Where Survey Risk Is Concentrated for Psychiatric Hospitals
Although Accreditation 360 applies broadly, survey emphasis in psychiatric hospitals is not evenly distributed. Leaders should expect heightened scrutiny in five areas:
- Suicide risk and ligature mitigation
- Staffing, competency, and supervision
- Restraint and seclusion
- Medication management
- Discharge planning and continuity of care
These areas often serve as entry points for tracers and quickly expand into leadership, QAPI, and governance review.
What Readiness Looks Like Now
Leaders who understand how the Survey Process Guide frames tracers, interviews, and escalation are better prepared to explain how they know care is safe without relying on documentation alone.
Mock tracers are most effective when they mirror real psychiatric survey patterns, following a single patient from admission through observation, treatment, medication, and discharge, while testing staff fluency and leadership oversight in real time.
Bottom Line
For you, under Accreditation 360, the evaluation method has changed. Survey success now depends on how consistently safe psychiatric care is delivered, supervised, and continually improved every day, rather than on how well requirements are documented.
Ready to pressure-test your Accreditation 360 readiness?

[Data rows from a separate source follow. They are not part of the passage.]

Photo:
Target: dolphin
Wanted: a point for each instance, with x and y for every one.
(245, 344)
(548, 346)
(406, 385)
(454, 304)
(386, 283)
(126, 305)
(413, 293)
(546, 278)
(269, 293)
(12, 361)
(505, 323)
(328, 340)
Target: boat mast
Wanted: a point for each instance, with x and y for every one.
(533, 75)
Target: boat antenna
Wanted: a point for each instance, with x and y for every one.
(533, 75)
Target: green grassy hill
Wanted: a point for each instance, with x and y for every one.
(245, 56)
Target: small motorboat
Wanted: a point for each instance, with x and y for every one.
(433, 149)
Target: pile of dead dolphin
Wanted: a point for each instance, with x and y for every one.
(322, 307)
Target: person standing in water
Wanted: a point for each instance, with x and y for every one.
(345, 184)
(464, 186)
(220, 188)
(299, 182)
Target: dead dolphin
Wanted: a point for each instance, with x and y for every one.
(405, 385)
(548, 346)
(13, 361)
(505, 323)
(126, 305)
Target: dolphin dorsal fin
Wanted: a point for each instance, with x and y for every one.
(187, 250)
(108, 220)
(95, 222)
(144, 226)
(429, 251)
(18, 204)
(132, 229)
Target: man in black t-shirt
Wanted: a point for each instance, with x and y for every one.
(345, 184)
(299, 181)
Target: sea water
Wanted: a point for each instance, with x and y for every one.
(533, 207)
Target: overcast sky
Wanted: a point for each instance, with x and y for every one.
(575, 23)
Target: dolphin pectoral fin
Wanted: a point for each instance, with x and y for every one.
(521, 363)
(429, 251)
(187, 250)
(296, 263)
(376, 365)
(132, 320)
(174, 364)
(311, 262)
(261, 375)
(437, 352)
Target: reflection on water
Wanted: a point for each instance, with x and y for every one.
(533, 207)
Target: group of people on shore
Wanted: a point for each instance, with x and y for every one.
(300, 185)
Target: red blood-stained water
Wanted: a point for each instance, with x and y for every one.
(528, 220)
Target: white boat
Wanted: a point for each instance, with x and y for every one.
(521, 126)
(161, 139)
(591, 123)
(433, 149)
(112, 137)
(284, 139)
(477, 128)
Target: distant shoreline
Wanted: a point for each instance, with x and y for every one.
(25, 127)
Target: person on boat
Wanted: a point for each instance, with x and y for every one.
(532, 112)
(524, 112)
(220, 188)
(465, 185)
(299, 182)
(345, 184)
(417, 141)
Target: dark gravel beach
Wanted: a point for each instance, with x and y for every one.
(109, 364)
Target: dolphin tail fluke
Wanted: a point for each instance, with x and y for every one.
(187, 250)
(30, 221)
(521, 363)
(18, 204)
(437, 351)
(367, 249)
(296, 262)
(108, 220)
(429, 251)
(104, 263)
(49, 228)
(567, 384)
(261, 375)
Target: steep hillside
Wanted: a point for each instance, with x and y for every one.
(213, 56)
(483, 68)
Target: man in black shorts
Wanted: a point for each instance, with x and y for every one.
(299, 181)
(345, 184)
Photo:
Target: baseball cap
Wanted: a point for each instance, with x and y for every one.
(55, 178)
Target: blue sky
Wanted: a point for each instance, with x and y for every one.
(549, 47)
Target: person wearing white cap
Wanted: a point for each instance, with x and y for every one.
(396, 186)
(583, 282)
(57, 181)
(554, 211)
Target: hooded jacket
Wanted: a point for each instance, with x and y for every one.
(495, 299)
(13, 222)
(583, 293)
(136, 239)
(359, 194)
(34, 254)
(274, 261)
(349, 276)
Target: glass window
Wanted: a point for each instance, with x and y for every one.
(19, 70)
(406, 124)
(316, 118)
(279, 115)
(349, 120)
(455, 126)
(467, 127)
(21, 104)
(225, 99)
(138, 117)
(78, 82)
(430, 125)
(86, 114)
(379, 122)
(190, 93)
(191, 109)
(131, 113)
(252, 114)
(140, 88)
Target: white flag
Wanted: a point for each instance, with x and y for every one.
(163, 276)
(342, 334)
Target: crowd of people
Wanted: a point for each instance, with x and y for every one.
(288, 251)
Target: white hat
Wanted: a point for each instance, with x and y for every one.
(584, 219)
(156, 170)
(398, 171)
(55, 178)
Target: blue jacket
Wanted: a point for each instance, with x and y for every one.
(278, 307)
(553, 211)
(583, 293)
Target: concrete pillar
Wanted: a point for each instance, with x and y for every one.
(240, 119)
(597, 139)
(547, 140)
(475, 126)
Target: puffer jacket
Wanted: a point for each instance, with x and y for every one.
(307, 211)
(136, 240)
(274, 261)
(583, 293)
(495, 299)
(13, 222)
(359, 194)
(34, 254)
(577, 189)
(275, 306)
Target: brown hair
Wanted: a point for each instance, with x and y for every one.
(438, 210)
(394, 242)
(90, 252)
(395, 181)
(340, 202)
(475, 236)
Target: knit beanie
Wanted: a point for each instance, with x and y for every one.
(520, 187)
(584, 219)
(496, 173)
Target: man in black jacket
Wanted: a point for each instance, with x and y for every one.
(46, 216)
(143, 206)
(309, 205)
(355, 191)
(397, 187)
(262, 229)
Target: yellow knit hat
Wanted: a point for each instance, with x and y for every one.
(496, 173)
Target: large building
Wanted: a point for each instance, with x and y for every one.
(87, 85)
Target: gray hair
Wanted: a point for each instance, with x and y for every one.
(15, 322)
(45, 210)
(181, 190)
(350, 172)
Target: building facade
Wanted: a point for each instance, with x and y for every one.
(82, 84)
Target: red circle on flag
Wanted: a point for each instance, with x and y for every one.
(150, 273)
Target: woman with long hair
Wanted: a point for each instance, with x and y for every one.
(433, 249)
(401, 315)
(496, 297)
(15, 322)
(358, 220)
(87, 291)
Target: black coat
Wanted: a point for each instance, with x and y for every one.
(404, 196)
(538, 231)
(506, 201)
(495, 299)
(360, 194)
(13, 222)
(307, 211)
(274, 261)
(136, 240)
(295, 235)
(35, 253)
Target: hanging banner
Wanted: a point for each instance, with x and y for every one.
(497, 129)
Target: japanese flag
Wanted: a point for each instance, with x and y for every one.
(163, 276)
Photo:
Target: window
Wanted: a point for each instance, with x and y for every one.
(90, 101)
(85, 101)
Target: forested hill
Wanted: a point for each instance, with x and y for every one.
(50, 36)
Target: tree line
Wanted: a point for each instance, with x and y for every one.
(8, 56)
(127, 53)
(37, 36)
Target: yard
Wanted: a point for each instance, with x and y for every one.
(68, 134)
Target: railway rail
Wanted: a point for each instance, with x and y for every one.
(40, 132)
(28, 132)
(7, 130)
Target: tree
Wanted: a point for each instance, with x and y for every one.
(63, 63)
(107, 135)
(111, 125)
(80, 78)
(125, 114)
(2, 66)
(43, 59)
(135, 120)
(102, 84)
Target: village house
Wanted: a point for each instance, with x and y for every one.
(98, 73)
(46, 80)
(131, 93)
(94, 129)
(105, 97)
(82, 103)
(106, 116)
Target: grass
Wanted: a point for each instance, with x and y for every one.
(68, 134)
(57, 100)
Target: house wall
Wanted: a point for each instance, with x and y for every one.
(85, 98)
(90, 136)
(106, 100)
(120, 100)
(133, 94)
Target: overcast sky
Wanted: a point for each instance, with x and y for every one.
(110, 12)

Barrins & Associates supports psychiatric hospitals in translating Accreditation 360 expectations into consistent, defensible daily practice. Our focus is on tracer readiness, leadership oversight, and operational alignment. This allows organizations to prepare and then demonstrate how to deliver safe psychiatric care, not just documenting requirements. Contact us to learn more!
Frequently Asked Questions
How are psychiatric hospitals surveyed differently under Accreditation 360?
Psychiatric hospitals are surveyed primarily through patient-centered tracers that focus on high-risk behavioral health processes. Surveyors observe care delivery, staff response, and leadership oversight in real time, rather than relying on document review alone.
Do psychiatric hospitals need to change policies to comply with National Performance Goals?
In most cases, no. NPGs reframe existing safety expectations as measurable performance outcomes. The focus is on demonstrating consistent execution—through practice, observation, and leadership oversight—rather than rewriting policies.
What is the most significant Accreditation 360 readiness risk for psychiatric hospitals in 2026?
The most significant risk is assuming readiness can be achieved through documentation alone. Gaps are most often identified through staff interviews, observation of monitoring and supervision, and inconsistencies between policy, practice, and leadership awareness.